Point de réglementation sur les données, du moins pour le moment. La communication « Construire une économie européenne de la donnée » lancée ce mardi 10 janvier par la Commission européenne fait office de compromis entre États souhaitant un cadre libéral et États partisans d’un « statu quo ».

Pas de consensus européen sur la question des données

Localisation, accès, transfert, propriété et responsabilité juridique : la démarche de la Commission reprend les enjeux de la nouvelle économie de la donnée. Elle propose des pistes pour l’avenir, mais pas encore de proposition législative. En effet, si les entreprises du Net et les États du Nord voulaient que l’Union prenne des décisions « ambitieuses » pour libéraliser le marché européen de la donnée, la France a, par exemple, considéré que la priorité était de donner l’accès aux données d’« intérêt général ». Selon les propos de la secrétaire d’État chargée du numérique Axelle Lemaire, relevés dans l’Usine Digitale, le but est de permettre la création de « plateformes de données industrielles » dans des secteurs allant de l’agroalimentaire à l’aéronautique, en passant par l’énergie.

Initiative éventuelle au cours de S2017

La consultation sur la création d’une économie européenne fondée sur les données se déroulera jusqu’au 26 avril 2017. Elle contribuera à l’élaboration d’une éventuelle future initiative de la Commission sur une économie européenne fondée sur les données dans le courant de l’année 2017. Cette consultation s’adresse aux producteurs, entreprises de collecte et utilisateurs potentiels ou effectifs de données à caractère non personnel, notamment les données machine brutes ou produites par des capteurs.
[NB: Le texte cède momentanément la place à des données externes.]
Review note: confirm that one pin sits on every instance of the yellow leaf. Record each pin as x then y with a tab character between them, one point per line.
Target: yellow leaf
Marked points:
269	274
Il peut s’agir d’entreprises de toutes tailles, de fabricants et utilisateurs de dispositifs connectés, d’opérateurs et d’utilisateurs des plateformes en ligne, de courtiers en données, d’autorités publiques, d’organisations non gouvernementales, d’organismes de recherche et de consommateurs.

« L’UE loin de tirer le meilleur parti possible de son potentiel »

La Commission souligne par ailleurs que si elle se saisit de ce dossier, « c’est parce que l’UE est loin de tirer le meilleur parti possible de son potentiel en matière de données. Pour y remédier, il faut éliminer les restrictions injustifiées à la libre circulation des données par-delà les frontières et lever l’insécurité juridique dans plusieurs domaines ». Elżbieta Bieńkowska, commissaire pour le Marché intérieur, l’Industrie, l’Entrepreneuriat et les PME, s’est quant à elle exprimée en ces termes : « Les données sont le carburant de la nouvelle économie. Pour assurer le succès de l’Europe dans la nouvelle ère de l’économie industrielle, nous devons nous doter d’un cadre stable et prévisible pour la circulation des données à l’intérieur du marché unique. » La Commission laisse donc à penser qu’elle a l’intention de prendre prochainement des initiatives sur ce sujet de la donnée.

Une économie représentant plus de 270 milliards d’euros

La Commission européenne estimait qu’en 2015, l’économie fondée sur les données représentait 272 milliards d’euros dans l’UE, avec une croissance annuelle de 5,6 %, et qu’elle pourrait employer 7,4 millions de personnes d’ici à 2020. « L’utilisation des données peut permettre d’améliorer pratiquement tous les aspects de la vie quotidienne, note-t-elle, qu’il s’agisse de fournir des analyses d’entreprise ou des prévisions météorologiques, de personnaliser les soins médicaux, d’améliorer la sécurité routière ou encore de faire diminuer les embouteillages ».